The use of destructive malware is becoming incredibly common and will likely continue for the foreseeable future, Cisco Talos warned during RSA Conference 2022.
Nick Biasini, head of outreach at Cisco Talos, and Pierre Cadieux, senior manager of incident response at Cisco Talos, hosted a Tuesday session that detailed the current threat landscape and provided actionable steps for enterprises to defend themselves. Key takeaways included the heightened importance of securing credentials and an increase in supply chain threats, destructive attacks and zero-day exploitation.
To convey how dangerous adversaries have become, Biasini emphasized new tactics developed over the years including the targeting of critical infrastructure, dropping false flags and a shift from covert operations to driving public attention.
Weaponized exploit markets are also becoming more common in use, and Cadieux expressed concern over how few organizations patch well. Even more alarming is an increase in actors who can deploy damaging attacks with destructive malware.
“Every major country out there has some sort of offensive capability and instead of having to develop those exploits in house, they are able to buy them,” Biasini said during the session. “Anyone with a deep pocket has the ability to launch very sophisticated attacks.”
The breadth of adversary has increased as well contributing to software supply chain risks. The technology supply chain, which he described as more of a web, is becoming a bigger and bigger problem. There’s an array of avenues for adversaries to take advantage of including open source libraries and vendors exchanging data.
Biasini referenced CCleaner, a utility program that was compromised by threat actors in 2017, as a prime example. Attackers injected malicious code into CCleaner, which ended up being installed on millions of systems. It highlighted a willingness, he said, for actors to compromise more than 3 million systems, just to gain a foothold into 50 targets.
“This gives you a clear idea of the challenges we face as enterprises from these types of sophisticated actors,” Biasini said during the session.
Threat actors adapt
As work environments changed, attackers have developed new methods to gain access such as designing malware to compromise at-home routers. Cyclops Blink is one recent example that was attributed to Russia and infected over 500,000 devices. Biasini said at home routers provide a foothold for actors to deploy a variety of attacks, and detection capabilities for home networks are limited, which adds to the problem.
As defenders, Biasini said its challenging to differentiate between a home user logging legitimately and an actor whose been sitting on a router that’s also using their credentials to log in.
“At this point for enterprises, you should start treating home Wi-Fi like you would public Wi-Fi because at this point, there’s no difference between the network at your house and the network you’re connecting to at your local coffee house, “he said during the session.
Another attractive target for actors is Security Assertion Markup Language (SAML) tokens, a vector present during the SolarWinds supply chain attack.
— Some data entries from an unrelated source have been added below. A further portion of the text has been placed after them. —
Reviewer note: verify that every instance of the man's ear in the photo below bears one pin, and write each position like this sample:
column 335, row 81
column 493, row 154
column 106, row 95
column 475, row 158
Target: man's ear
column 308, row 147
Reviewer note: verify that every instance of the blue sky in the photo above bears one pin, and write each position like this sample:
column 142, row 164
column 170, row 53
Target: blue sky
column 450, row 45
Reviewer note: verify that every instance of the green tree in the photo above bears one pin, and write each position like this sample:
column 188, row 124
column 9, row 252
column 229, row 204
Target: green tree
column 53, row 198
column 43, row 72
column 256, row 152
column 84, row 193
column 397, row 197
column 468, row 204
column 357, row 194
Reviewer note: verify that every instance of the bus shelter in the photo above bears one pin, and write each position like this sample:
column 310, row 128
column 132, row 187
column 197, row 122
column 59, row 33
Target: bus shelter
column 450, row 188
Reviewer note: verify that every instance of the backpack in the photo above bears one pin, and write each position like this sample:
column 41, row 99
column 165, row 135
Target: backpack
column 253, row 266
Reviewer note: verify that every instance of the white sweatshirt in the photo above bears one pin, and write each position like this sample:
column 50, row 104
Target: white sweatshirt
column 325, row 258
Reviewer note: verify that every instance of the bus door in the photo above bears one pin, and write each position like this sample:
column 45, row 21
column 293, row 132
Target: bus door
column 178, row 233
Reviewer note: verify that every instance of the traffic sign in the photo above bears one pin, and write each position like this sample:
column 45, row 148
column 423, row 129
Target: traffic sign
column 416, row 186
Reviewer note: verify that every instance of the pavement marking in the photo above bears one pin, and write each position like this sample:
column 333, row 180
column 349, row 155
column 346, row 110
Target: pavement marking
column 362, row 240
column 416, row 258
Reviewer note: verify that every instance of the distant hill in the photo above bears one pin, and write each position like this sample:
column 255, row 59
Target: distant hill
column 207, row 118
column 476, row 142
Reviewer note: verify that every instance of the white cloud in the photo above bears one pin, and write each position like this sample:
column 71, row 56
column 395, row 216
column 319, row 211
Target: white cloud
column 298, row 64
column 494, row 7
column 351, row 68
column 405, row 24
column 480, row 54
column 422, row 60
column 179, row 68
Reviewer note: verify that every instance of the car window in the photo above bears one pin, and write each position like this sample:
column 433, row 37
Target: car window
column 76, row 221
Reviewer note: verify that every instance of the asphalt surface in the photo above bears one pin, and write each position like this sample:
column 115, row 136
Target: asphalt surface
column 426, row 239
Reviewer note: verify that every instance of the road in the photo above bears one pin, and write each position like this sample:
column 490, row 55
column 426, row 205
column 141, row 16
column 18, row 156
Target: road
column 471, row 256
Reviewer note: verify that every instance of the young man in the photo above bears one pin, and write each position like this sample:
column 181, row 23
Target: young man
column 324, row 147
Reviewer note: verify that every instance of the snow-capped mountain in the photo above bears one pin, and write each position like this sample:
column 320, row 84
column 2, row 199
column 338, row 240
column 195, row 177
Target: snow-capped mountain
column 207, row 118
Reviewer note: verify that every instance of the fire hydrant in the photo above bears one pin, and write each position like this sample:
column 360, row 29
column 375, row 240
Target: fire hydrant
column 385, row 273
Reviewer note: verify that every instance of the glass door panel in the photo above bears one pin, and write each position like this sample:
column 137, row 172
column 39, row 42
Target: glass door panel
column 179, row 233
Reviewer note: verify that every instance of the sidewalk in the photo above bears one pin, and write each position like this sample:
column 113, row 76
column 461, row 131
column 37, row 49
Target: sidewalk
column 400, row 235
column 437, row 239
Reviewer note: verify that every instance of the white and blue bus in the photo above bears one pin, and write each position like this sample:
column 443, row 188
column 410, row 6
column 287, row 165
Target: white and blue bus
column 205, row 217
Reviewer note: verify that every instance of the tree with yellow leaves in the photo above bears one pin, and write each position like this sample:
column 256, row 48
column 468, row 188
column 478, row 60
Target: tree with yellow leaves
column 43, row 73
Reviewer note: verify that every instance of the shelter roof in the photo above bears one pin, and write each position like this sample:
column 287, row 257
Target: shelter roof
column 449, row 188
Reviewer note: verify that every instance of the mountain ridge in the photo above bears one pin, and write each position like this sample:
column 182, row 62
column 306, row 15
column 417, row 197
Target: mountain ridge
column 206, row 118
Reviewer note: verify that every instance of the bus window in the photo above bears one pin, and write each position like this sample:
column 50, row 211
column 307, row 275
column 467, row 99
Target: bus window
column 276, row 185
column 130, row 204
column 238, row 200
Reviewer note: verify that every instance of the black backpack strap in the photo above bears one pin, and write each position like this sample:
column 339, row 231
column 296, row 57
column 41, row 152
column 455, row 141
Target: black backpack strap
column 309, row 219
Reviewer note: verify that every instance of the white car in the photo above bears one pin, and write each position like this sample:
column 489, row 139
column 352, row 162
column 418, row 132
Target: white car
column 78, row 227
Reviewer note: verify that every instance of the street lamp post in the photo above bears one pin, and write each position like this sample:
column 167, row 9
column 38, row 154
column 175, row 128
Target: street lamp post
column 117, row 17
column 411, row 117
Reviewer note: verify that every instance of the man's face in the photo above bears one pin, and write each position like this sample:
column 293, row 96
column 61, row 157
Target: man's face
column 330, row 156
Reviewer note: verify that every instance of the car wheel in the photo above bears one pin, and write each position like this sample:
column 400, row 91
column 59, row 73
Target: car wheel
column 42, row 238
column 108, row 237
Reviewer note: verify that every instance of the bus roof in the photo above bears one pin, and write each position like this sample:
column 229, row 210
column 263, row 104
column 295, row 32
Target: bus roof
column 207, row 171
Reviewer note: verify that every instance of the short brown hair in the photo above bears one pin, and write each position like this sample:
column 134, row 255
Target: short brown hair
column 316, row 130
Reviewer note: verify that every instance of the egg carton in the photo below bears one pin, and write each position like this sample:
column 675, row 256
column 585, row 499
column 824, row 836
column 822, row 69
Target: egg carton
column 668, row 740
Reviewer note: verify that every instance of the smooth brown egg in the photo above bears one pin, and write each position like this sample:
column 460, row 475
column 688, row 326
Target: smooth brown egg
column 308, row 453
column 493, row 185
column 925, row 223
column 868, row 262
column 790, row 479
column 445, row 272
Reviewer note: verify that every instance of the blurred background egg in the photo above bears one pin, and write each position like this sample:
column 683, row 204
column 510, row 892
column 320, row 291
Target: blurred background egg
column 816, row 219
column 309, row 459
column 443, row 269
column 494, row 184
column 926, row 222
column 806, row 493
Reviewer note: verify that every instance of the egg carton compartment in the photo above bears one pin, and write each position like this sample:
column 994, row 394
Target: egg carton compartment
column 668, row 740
They allow access to both on-premise and cloud environments, but more importantly they can be used to bypass multifactor authentication (MFA), a security feature repeatedly pushed by the infosec community.
“What does that tell you? It tells you MFA works,” Biasini said during the session. “It actually does slow down their progression, which is why we see them try to abuse trust to gain access to resources.”
Zero day exploitation has also caused broader damage. For example, the Kaseya supply chain attack saw REvil ransomware actors use the vendor’s software to gain access to managed service providers (MSPs) and then infected their customers, which were smaller businesses with limited resources. Biasni described it as a services-based supply chain attack.
“If you told me 15 years ago that a criminal organization would use multiple zero days to launch a supply chain attack against MSP customers, I would have laughed,” Biasini said during the session. “Yet, here we are with organizations that are funded almost as well as nation-states today.”
Another fear Biasini expressed was nation states’ desire to copy one another. One example he provided was the DNS-hijacking campaign Cisco dubbed Sea Turtle in 2017. He warned that if another less careful or less sophisticated nation-state undertook such an attack, the consequences could be more dire.
“There’s a real possibility that nation states could do something that could greatly impact one of the foundations of the internet, causing a lot of unintended consequences. Something that was supposed to be localized could cause ripples,” Biasini said.
What can be done?
Though MFA has become a target for adversaries, Cisco Talos recommended implementing it for all accounts along with limiting Windows tools to trusted accounts, network segmentation, centralized logging and staying up to date with patching. Cadieux emphasized that a good plan to access logs is critical.
When it comes to compromised credentials and the targeting of an Active Directory (AD) environment, the only thing that can help is password resets, he said. However, it’s not something that can be done at the drop of a hat.
“If you haven’t done it in a large environment, you should consider how you’d do that and how you’d test it,” Cadieux said during the session. “Knowing this will likely be your future if you have an AD environment, you should at least have an approach ready.”
Additionally, enterprises need to understand how their backup infrastructure works. It is critical in the event of a ransomware attack, Cadieux warned.
“We see adversaries potentially target backup infrastructure every time,” he said. “You have to expect that.”